Being a user-defined type means IMAGE! becomes a victim of the weaknesses other user defined types have (e.g. no ability to define a meaning of FOR-EACH on them, because such an extension mechanism is not yet defined.) So IMAGE! will get such abilities if-and-when other user defined types do.

But you can still enumerate pixels in images, and what you can do for now is likely even better for most purposes, if anyone were using IMAGE! for anything real. The reason is that IMAGE! is now essentially an OBJECT! that aggregates a plain backing store BINARY! with size information.

MAKE IMAGE! [...x... #{...}] now takes ownership of the BINARY!

This is to allow things like the PNG decoder to make a BINARY! and then not need to have that copied to MAKE IMAGE!.

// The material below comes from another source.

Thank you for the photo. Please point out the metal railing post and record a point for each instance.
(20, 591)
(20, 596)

The implication is that you now have to give it a binary of the exact number of bytes the RGBA data it wants is. So if your image is 10x10, the BINARY! you give it in MAKE IMAGE! must be 4 * 10 * 10 bytes long.

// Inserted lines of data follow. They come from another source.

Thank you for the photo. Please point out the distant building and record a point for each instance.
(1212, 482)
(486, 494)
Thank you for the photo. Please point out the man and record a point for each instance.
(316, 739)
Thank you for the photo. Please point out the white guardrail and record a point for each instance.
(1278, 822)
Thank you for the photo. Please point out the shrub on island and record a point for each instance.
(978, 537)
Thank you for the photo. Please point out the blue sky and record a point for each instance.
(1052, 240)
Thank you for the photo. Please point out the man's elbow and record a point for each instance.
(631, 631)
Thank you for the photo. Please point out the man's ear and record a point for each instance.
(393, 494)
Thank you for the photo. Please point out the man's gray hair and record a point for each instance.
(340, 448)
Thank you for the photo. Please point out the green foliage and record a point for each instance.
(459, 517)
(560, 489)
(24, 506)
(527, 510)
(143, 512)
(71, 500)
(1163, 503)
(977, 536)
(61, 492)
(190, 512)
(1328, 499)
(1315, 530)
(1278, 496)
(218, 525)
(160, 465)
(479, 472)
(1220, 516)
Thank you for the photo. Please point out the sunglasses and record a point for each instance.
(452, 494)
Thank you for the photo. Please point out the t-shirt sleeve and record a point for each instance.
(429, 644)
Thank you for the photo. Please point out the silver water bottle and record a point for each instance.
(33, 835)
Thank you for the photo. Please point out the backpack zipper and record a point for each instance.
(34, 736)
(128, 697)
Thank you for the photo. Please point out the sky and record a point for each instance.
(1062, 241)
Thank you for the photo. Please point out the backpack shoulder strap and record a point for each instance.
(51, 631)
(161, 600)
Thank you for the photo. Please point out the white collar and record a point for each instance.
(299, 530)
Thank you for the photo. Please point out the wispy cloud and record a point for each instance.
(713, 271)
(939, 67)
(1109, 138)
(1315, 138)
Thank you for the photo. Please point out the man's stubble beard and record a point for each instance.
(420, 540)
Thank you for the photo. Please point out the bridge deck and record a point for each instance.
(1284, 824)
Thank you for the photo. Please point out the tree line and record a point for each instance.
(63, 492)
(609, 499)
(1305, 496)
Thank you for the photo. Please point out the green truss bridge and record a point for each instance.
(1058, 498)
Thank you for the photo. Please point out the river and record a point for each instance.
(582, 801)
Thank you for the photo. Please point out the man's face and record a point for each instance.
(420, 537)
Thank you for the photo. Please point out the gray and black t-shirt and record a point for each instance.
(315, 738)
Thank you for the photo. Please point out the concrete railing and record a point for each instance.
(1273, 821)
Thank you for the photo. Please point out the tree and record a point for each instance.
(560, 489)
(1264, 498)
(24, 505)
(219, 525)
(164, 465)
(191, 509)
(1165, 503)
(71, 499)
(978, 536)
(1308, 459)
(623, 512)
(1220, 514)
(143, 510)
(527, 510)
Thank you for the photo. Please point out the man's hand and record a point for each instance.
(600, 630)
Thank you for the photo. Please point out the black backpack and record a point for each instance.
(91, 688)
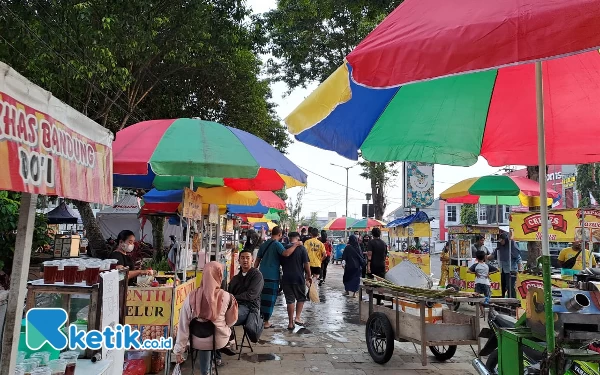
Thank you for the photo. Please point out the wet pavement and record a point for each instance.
(332, 342)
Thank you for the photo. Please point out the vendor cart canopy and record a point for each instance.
(47, 147)
(63, 214)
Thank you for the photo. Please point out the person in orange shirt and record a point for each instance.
(316, 253)
(328, 251)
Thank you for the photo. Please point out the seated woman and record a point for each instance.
(207, 303)
(125, 245)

This isn't actually taking away any intrinsic functionality. While it may have seemed you could make images without alpha channels before, they were always 4 RGBA bytes per pixel. It just gave the UI impression that it had only RGB bytes if all the alpha pixels were zero. (It should have been 255, because that's opaque, but whatever.)

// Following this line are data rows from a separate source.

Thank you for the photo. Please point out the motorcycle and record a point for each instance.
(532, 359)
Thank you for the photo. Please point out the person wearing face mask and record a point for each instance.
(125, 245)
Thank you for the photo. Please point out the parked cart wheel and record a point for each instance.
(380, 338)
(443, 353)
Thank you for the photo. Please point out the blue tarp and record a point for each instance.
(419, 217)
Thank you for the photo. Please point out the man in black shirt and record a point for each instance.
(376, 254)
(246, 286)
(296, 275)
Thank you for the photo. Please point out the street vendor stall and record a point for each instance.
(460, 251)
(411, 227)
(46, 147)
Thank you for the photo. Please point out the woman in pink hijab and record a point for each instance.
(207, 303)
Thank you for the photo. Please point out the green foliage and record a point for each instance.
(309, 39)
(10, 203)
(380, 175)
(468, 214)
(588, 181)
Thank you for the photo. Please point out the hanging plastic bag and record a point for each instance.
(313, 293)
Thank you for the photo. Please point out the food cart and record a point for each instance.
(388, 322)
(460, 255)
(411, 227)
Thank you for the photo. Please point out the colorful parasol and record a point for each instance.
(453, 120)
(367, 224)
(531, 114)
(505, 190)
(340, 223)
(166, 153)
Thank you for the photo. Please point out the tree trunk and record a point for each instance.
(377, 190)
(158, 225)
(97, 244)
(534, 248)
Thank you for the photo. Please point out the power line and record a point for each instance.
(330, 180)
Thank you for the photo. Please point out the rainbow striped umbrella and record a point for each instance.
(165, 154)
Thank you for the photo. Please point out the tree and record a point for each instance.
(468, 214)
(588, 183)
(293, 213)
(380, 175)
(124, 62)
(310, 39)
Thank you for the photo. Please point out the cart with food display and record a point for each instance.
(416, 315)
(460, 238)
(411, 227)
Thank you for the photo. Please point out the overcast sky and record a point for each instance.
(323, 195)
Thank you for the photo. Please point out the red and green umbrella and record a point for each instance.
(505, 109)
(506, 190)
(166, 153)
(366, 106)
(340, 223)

So if you create a helper like MAKE-RGB-IMAGE which produces a binary that adds the alpha channel, or fills in any missing data because your binary is too short...that helper won't really be substantially less efficient than what the core could have done.

In return, you get a cool new feature: BYTES OF image

>> img: make image! 2x2

>> for-each [r g b a] bytes of img [print [r g b a]]
0 0 0 255
0 0 0 255
0 0 0 255
0 0 0 255

>> img/(2x1): 1.2.3.4
>> img/(2x2): 128.128.128

>> img
== make image! [2x2 #{
000000FF01020304000000FF808080FF
}]

>> for-each [r g b a] bytes of img [print [r g b a]]
0 0 0 255
1 2 3 4
0 0 0 255
128 128 128 255

For now, NEXT/SKIP/FOR-EACH won't work on IMAGE! itself

Moving IMAGE! out of the core takes away its participation in the ANY-SERIES! category, and puts it on its own. And while extension types can add support for anything declared as a GENERIC (e.g. APPEND or COPY) as well as TO or MAKE, they can't (easily) inject themselves as having behaviors for native functions (technically they could HIJACK and now RESKIN parameters if you were desperate, but we really need a better answer than that.)

Anyway, the priority was not to add features to images, but rather to make them optional in the build. But as it's hard to know if things work or not unless you run tests, that means things are getting better in the process, even fixing bugs.